Onun adı Cemal Oral...
Yaşı 50 ile 70 arası olan 80 li yılların başında, Üsküdar’dan Beykoz’a azıcık amatör futbolla ilgisi olan herkes onu tanırdı ve severdi. Toprak sahaların Maradona’sı, tatlı tatlı esen rüzgârıydı. Daha16 yaşında amatör kümede gol rekoru ile gol kralı olmuş, hatta bir maçta 11 gol atınca maçın hakemi yeter ayıp oluyor kardeşim daha atma demiş. Amatör takımdan genç milli takıma giderek Üsküdar’ın Çengelköy’ün haklı gururu olmuştu. Onu seyretmek için günler öncesinden planlar yapılır, gazeteden Çengelköy Talimhanespor’un maç programı not edilir, işler ona göre ayarlanırdı. Onu seyretmek çok büyük bir keyifti. Çengelköy’den hocası Puşkaş Ergün onu özel olarak Türk futboluna Fenerbahçe’ye hazırlarken, Çengelköy spor kurucu başkanı bir dönem de Fenerbahçe başkanlığı yapmış Hasan Özaydın, spor yazarları, antrenörler ve onu tanıyan herkes, Türkiye’nin en büyük yıldızı olacağına kesin gözüyle bakıyordu. Gazeteler birçok takımın transfer listesinde olduğunu yazıyordu.

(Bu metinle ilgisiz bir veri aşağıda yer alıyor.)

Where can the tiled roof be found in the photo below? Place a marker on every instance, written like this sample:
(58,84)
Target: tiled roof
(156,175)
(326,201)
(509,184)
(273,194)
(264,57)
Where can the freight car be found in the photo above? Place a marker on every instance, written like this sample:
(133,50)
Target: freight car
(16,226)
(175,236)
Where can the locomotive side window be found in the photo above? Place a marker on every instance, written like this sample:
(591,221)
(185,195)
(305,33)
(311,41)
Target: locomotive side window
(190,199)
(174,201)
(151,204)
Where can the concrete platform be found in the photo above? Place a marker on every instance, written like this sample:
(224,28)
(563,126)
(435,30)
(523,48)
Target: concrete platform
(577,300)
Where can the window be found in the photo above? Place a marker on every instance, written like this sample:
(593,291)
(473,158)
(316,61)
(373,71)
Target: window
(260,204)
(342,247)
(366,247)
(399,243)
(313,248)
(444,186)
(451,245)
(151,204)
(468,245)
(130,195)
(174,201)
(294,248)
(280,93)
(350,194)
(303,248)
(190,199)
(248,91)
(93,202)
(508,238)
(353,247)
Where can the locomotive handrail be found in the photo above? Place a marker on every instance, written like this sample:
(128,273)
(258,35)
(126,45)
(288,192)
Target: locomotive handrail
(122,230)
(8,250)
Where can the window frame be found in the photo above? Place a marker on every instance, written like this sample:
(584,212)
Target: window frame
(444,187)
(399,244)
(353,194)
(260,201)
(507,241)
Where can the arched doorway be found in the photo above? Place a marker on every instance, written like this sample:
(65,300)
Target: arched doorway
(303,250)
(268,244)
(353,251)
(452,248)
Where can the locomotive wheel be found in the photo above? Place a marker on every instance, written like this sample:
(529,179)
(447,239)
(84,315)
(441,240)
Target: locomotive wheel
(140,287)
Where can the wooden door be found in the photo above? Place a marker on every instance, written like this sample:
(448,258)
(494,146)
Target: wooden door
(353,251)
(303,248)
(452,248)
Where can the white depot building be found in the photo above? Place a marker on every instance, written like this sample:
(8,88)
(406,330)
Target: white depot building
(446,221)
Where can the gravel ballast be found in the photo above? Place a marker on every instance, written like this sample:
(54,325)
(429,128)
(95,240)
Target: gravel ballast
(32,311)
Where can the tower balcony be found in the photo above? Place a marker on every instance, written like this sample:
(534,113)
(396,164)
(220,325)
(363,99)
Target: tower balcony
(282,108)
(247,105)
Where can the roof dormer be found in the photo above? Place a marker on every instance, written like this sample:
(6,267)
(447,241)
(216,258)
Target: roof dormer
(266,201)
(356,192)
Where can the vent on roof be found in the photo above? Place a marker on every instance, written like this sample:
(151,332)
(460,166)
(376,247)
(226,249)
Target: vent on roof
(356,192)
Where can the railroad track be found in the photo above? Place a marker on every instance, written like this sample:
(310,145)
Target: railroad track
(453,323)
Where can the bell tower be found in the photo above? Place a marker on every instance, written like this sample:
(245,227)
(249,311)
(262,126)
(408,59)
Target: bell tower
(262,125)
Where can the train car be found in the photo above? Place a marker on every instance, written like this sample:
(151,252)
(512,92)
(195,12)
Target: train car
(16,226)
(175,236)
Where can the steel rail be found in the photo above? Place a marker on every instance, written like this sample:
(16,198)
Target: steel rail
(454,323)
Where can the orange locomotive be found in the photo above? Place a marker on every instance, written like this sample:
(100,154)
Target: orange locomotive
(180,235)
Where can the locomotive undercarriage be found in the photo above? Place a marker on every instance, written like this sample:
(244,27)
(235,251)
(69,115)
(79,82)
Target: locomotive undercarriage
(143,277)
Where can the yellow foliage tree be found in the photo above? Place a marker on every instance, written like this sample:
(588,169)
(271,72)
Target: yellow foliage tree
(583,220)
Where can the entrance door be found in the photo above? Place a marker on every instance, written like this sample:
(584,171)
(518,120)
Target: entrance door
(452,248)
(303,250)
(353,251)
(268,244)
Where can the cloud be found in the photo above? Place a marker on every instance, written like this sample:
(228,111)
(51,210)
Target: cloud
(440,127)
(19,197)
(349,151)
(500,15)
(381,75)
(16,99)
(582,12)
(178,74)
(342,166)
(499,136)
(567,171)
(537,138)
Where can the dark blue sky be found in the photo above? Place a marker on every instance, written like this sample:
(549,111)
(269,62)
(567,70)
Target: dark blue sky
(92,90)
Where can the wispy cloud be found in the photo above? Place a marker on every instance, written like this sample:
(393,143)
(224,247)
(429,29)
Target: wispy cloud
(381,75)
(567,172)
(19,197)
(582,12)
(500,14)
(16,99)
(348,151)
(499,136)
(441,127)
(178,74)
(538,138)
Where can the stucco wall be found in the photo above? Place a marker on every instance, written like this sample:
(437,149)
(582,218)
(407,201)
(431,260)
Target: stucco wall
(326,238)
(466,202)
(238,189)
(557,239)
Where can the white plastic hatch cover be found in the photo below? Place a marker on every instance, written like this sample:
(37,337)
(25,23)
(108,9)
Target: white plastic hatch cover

O dönem Fenerbahçe ile antrenmanlara çıkmış imza atması beklenirken bir vesileyle Ankara PTT Spora transfer olarak herkesi şaşırtmış, adeta kendi kaderini kendisi yazmıştı. Gedikpaşaspor da başlayan, Ankara PTT, Bartın spor, Eyüp spor, Küçükköy spor Çamlıca spor ve son olarak da başladığı yer Çengelköy spor da biten Allah vergisi bir yetenek di. Ama olmadı mı olmuyor. Kader mi desek, yazı mı desek, kendi etti mi desek bilmiyorum lakin bildiğim tek şey izlemeye doyamadığımız Boğaz’ın Maradona’sına çok yazık oldu.
Hem kişiliği hem de yetenekleri ile Üsküdar’ın yakın geçmişte akıllarda kalan sayılı yıldızları arasındaki yerini almıştır. Kendisine güzel bir ömür, saygılarımı sevgilerimi sunuyorum.